After stepping through this introduction to a simple GWT-RPC example, I had to experiment a bit to (1) get it running and (2) get some clarity around the naming hooks. What I'll present here is my own variation on that article's code examples, and the understanding I gained around what to keep straight around the names of the various classes and files.

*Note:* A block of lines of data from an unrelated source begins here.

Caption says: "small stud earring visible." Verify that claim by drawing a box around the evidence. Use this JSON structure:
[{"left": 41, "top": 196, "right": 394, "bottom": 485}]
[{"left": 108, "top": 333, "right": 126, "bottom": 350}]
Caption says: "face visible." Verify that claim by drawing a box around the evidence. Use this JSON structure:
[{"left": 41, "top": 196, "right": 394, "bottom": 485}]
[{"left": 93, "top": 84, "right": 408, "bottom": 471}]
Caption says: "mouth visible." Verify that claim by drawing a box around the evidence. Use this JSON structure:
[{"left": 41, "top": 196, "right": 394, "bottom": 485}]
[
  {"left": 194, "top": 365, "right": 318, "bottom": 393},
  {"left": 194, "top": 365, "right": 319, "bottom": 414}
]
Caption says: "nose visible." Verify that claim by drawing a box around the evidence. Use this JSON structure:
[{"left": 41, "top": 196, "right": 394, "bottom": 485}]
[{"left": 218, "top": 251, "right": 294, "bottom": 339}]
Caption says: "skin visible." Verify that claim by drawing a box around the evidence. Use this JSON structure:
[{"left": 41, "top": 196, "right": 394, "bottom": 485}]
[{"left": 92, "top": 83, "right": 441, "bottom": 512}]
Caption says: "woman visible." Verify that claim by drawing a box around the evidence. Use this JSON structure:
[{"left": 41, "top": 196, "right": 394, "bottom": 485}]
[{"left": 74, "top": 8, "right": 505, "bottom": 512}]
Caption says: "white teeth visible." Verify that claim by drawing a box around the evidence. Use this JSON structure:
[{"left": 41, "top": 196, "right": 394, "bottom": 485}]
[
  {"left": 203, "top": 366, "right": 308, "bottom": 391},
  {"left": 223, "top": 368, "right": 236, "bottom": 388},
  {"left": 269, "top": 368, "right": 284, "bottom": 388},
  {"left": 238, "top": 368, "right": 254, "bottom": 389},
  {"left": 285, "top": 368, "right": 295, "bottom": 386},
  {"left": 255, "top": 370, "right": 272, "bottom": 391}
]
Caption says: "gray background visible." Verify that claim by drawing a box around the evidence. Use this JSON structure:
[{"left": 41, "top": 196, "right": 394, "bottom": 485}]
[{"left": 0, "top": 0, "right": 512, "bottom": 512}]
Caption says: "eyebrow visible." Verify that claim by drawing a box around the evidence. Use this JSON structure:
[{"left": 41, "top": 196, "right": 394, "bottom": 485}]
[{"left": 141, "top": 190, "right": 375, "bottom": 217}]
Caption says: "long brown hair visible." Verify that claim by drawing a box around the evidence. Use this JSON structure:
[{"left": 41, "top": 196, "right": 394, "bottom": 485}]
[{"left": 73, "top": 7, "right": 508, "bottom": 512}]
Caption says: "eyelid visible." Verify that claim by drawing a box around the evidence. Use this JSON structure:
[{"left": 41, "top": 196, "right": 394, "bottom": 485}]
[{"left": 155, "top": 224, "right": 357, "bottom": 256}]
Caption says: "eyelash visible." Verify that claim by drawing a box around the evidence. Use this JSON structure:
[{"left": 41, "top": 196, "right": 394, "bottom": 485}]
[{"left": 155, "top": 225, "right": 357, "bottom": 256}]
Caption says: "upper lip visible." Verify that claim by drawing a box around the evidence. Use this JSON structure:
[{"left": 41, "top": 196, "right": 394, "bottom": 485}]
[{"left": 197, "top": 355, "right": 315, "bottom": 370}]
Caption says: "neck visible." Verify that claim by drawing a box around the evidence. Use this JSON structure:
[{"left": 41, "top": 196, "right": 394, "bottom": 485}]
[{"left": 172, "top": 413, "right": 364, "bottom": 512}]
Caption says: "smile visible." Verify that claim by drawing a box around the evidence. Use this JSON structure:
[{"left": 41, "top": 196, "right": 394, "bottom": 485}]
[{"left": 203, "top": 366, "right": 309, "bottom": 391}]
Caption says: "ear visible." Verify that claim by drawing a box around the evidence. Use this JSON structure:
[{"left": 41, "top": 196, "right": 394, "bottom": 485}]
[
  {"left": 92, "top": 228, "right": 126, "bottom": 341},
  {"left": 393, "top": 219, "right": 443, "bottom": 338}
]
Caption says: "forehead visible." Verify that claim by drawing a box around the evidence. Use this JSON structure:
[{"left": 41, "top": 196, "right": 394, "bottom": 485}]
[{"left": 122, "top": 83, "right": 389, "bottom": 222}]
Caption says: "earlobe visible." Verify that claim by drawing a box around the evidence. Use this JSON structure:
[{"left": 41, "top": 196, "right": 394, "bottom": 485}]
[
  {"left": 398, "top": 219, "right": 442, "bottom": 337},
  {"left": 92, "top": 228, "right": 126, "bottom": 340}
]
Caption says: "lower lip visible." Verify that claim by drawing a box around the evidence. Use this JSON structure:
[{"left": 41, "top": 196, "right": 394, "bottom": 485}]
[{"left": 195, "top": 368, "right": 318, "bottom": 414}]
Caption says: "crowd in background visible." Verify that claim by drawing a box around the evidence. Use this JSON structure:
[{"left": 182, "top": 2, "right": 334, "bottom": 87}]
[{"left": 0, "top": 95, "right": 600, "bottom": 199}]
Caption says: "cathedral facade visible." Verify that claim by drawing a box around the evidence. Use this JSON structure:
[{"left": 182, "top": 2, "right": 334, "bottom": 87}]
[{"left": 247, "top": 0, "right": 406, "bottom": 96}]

Here are the moving parts used to test things in hosted mode:
- Client-side: entry point, remote service interface and async-remote service interface
- Server-side remote service implementation
- GWT module file
- Public folder with a startup HTML file
- Web-side deployment descriptor (web.xml)
- POM
Using a standard Maven structure, here's what it looks like:
This is for all intents the same thing as the article's layout, but I've changed some names around to make it clearer (for me, at least ) how the names are coupled. To elaborate on that, here are the things that get named and must be managed with care:
- The GWT module file (in this case, ProtoRPC.gwt.xml)
- The GWT module
- The servlet context
- The relative path that follows the servlet context
- The JavaScript file invoked at startup
Each of these is addressed in more than one place, either explicitly or implicitly - hence, the need to manage things carefully. What I'll do is simply present code snippets that have embedded comments explaining the coupling as we go. First, the client-side remote service interfaces and the server-side implementation:
/**
* Client-side remote interface used by top-level entry point to generate an async version
* that is used for RPC, and implemented by server side to provide service behavior. Note that
* the RemoteServiceRelativePath must match up with the url-pattern 2nd part in the web.xml and
* with the servlet path value in the <module>.gwt.xml.
*/
@RemoteServiceRelativePath("relative-path")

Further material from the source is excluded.